The statistical models are based on long ago and far away models when we had a balance of the various market sectors. With 70-75 percent based on consumer spending service. Add to that, construction and it is very easy to create a "feedback loop" in that as employment declines so does consumer spending (absent the abused credit of the past). As the spending declines further, then unemployment increases (if the government is not manipulating the statistics).
I think that we can brush off two tales of the old economy:
1. Employment is a lagging indicator.
2. Equity (stock) markets are a leading indicator.

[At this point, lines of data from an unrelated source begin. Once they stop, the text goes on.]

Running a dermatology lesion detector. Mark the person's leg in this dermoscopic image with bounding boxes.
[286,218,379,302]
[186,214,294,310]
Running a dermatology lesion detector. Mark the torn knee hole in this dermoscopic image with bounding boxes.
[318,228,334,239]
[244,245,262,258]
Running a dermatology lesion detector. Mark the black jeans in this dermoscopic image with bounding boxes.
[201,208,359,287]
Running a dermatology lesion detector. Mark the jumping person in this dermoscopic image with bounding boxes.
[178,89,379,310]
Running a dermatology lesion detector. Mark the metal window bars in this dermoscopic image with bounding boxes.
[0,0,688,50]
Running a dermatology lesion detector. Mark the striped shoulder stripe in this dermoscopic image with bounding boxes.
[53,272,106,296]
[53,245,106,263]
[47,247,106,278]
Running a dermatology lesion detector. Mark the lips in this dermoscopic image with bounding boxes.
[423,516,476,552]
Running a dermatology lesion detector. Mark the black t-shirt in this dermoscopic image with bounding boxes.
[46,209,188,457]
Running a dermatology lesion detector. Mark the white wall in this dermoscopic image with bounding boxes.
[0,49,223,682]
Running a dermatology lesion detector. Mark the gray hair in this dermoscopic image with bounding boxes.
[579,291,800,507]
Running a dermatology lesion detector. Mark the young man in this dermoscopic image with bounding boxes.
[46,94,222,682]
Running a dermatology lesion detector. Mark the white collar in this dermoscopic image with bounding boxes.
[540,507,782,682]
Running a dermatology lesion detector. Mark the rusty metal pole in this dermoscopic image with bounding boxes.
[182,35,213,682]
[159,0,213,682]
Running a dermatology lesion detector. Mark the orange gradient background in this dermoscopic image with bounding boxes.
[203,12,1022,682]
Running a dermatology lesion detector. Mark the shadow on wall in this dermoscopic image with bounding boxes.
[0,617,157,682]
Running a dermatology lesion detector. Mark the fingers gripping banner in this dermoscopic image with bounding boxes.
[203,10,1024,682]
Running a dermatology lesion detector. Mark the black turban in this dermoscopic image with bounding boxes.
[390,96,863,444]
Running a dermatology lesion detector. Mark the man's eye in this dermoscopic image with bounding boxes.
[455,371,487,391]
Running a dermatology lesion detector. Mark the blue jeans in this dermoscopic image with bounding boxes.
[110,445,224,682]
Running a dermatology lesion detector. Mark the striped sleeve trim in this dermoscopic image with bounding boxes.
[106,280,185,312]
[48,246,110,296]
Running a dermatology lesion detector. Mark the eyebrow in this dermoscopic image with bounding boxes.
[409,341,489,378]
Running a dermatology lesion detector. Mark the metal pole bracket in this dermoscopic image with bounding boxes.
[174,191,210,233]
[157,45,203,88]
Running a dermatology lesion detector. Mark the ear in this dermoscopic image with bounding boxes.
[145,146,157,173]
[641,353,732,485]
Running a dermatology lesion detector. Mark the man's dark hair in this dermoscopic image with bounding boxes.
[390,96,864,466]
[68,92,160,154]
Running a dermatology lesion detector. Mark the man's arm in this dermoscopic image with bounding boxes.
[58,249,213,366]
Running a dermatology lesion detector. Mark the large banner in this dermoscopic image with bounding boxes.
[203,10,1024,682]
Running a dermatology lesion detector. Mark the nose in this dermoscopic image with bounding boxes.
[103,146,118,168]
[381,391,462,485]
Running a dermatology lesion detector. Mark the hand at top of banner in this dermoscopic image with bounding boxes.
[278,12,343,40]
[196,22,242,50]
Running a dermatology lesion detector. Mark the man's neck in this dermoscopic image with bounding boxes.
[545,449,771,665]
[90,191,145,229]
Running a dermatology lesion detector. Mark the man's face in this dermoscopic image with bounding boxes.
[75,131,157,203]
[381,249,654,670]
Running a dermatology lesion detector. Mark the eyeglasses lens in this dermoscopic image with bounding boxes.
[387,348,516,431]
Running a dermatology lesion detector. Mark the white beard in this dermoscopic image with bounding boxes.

If stock markets are a "leading indicator" the Dow, on October 12, 2007 was telling us our life right now would be some Utopia.
There are models out there that are in use that will project what will happen in the future, but don't expect the government, media, universities, or businesses to report what they indicate. How does 30-40 percent real unemployment grab you?
Then we have the G-20 wanting to put a "tax on speculation," which I read to say a "tax on risk." What next?
There are so many downsides to look at... I told a friend of mine if the Dow didn't drop 300 points on the unemployment stats, then what we are witnessing is a giant economic fraud engineered by the Fed and Treasury... At the end of the day, I had my answer....
On Nov 06 09:55 AM Mark Bern wrote:
"Okay, I know that employment is a lagging indicator."
Whatever other affects such massive and immediate cuts in spending might have, I fail to see how it would increase the demand for workers anytime in the foreseeable future. If you disagree please explain.
On Nov 07 01:47 AM robert.b.ferguson wrote:
> Bob: Greetings. We could start by not spending many trillions of
> dollars we don't have.
Government creates nothing. They just take from one and give to the other. If business saw that the government had it's fiscal house in order and that taxes (takings) could be reduced, it encourages business to expand and hire.
Hiring and business investment is anemic now because business is scared to death about the regulations and increased taxes being thought up by the current administration.
Would you spend $50 million to build or expand a new production facility in the US with the raft of additional restrictions, regulations and taxes being proposed in Washington??
Hiring comes from a willingness of businesses to invest and the environment in Washington is not conducive to that.
On Nov 07 12:07 PM bob adamson wrote:
> Mr. Ferguson -
> Whatever other affects such massive and immediate cuts in spending
> might have, I fail to see how it would increase the demand for workers
> anytime in the foreseeable future. If you disagree please explain.
>
Its the running total that counts...(shaking my head)...
On Nov 07 08:30 PM rick12345 wrote:
> Wow, 15000 more jobs lost than expected in October. That's 15000
> out of a total workforce of 150 000 000.
they are way ahead.....if you are willing to do the homework assignment but it seems so many do want to do it.....just blab blab
blab.....
On Nov 06 11:23 AM ain't no fortunate son wrote:
> so, how are those bank stress test "most adverse scenario" numbers
> working out???????????????????...
>
> strange we don't hear much about them anymore... Not!
Interestingly, the household data estimates the working population at 154 million, whereas the establishment data records the same figure at 131 million (excluding farm workers) - a difference of 23 million people. How 23 million people can produce a discrepancy of 368000 between recorded job losses of 190000 and purported job losses of 558000, is a mystery to me.
In conclusion, I think that rather than concentrating on "headline" figures such as 558000 and 10.2% wouldn't it be better to examine each set of data independently, without the fear-mongering?